Ce sont l’illusion et la vanité humaine qu’illustre cette métaphore du vent.

Conclusion
Si ces premières lignes ne nous apprennent rien sur les « cannibales » °, ( le mot n’apparaît pas
dans l’essai d’ailleurs… le seul lien avec des « cannibales » est l’évocation de la découverte du
Nouveau-Monde, de la France antarctique3), elles sont bien destinées à capter l’attention (captatio
benevolentiae2) suivant les règles de la rhétorique antique. Le lecteur décontenancé voire surpris
par ces premières lignes qui ne correspondent pas à son horizon d’attente, est en fait habilement
conduit par l’auteur à une réflexion sérieuse comme les personnages historiques de ces anecdotes
sont amenés, à l’épreuve de la réalité, à revoir leurs préjugés sur les « barbares ». Ainsi à partir de
l’examen du sens du mot « barbare », l’auteur met en évidence le mécanisme du préjugé qu’il
condamne et délivre une leçon d’humilité.
Ce qu’apprend aussi le lecteur, c’est que pour Montaigne, le monde est « une branloire pérenne » :
rien n’est jamais stable, ni les pensées qui sont de simples opinions susceptibles d’être remises en
cause, ni les découvertes, ni les terres ni les conquêtes… Et le lecteur lui-même est conduit, par
l’efficacité de l’argumentation à la remise en question, au relativisme.
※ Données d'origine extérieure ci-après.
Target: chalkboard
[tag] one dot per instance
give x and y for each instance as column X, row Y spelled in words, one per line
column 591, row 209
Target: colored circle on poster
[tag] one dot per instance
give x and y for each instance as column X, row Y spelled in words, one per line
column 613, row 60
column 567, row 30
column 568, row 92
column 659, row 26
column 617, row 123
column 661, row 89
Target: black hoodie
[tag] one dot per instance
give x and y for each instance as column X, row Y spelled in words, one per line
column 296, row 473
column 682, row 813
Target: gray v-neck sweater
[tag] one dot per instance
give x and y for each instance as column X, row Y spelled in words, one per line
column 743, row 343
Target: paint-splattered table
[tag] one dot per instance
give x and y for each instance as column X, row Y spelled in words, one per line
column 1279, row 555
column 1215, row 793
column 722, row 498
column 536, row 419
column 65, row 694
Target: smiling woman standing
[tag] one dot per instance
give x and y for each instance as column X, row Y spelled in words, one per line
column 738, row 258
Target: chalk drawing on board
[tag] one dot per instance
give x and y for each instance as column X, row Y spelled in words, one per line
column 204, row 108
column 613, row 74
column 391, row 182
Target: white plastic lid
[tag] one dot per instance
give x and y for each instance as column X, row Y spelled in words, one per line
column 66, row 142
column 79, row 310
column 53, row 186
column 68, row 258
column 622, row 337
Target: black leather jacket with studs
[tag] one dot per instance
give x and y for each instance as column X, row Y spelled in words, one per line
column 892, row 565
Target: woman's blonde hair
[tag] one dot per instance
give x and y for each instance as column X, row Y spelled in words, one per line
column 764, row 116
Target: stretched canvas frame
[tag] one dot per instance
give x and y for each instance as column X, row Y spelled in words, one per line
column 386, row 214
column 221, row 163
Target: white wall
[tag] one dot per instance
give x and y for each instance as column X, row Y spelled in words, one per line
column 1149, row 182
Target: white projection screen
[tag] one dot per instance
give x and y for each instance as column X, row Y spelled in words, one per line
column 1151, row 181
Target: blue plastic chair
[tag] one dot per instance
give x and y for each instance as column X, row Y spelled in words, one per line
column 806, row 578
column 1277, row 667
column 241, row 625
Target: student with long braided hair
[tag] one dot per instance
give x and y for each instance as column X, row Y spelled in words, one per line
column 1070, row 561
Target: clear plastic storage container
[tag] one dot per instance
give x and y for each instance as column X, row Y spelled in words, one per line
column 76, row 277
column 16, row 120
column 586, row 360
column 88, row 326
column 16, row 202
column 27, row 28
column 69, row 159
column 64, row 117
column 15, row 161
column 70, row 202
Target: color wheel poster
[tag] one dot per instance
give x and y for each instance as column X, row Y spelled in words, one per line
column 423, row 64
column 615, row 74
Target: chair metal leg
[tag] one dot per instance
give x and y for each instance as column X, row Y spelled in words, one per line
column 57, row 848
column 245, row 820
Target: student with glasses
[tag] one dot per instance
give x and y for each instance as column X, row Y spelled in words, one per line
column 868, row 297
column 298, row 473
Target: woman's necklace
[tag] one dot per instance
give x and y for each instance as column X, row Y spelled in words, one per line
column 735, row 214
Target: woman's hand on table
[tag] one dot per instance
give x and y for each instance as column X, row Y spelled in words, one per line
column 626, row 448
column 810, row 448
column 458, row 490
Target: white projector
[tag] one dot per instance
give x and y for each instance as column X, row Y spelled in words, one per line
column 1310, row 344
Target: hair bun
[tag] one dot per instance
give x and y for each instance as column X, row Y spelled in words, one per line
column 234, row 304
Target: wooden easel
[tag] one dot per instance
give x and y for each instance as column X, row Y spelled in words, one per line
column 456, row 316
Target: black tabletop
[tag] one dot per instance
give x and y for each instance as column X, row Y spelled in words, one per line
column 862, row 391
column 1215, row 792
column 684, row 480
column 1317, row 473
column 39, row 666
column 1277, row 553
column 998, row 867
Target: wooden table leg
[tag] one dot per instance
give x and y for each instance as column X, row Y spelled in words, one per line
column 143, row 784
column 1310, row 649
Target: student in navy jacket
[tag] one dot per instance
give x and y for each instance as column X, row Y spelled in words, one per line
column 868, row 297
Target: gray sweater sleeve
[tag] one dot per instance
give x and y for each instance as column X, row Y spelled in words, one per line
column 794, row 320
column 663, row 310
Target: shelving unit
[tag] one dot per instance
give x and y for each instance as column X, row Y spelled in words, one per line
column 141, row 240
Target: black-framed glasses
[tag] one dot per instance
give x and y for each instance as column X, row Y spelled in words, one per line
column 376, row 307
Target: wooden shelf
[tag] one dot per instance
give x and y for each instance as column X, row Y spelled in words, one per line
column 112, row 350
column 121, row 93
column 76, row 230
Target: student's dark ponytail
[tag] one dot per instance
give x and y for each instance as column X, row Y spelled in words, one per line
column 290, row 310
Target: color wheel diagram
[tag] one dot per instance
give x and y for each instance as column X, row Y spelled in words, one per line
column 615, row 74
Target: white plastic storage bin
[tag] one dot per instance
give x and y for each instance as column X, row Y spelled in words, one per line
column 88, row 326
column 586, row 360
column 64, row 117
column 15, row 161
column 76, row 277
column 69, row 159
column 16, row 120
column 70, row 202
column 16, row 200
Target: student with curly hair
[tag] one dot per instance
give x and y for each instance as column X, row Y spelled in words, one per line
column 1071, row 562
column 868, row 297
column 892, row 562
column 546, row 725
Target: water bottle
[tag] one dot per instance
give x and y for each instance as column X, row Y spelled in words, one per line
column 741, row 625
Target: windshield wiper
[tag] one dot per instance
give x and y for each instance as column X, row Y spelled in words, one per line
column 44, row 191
Ces lignes donnent enfin au lecteur le ton de l’essai : il saisit alors que la pensée, les réflexions de
Montaigne sont formulées de manière imagée et variée, récits historiques sous forme d’anecdotes
simples et pertinentes, démonstration sérieuse, argumentation par décalage, glissement... toujours
en mouvement à l’image du monde.

Notes : 1. Jean de Léry ( 1534_1613) y séjourne dès 1556 et en témoigne en 1578 avec la publication de Histoire d’un
voyage fait en la terre du Brésil. 2. captatio benevolentiae2 (latin) : capter l’attention. 3. L’auteur lui-même en III, 9
des Essais, écrit que « les noms de mes chapitres n’en embrassent pas toujours la matière », ce que ces deux premiers
§s semblent illustrer. Le titre « Des cannibales » provocateur à l’époque, cherche à attirer l’attention d’un lecteur
curieux du XVI e siècle en jouant sur les deux acceptions du mot « cannibales ».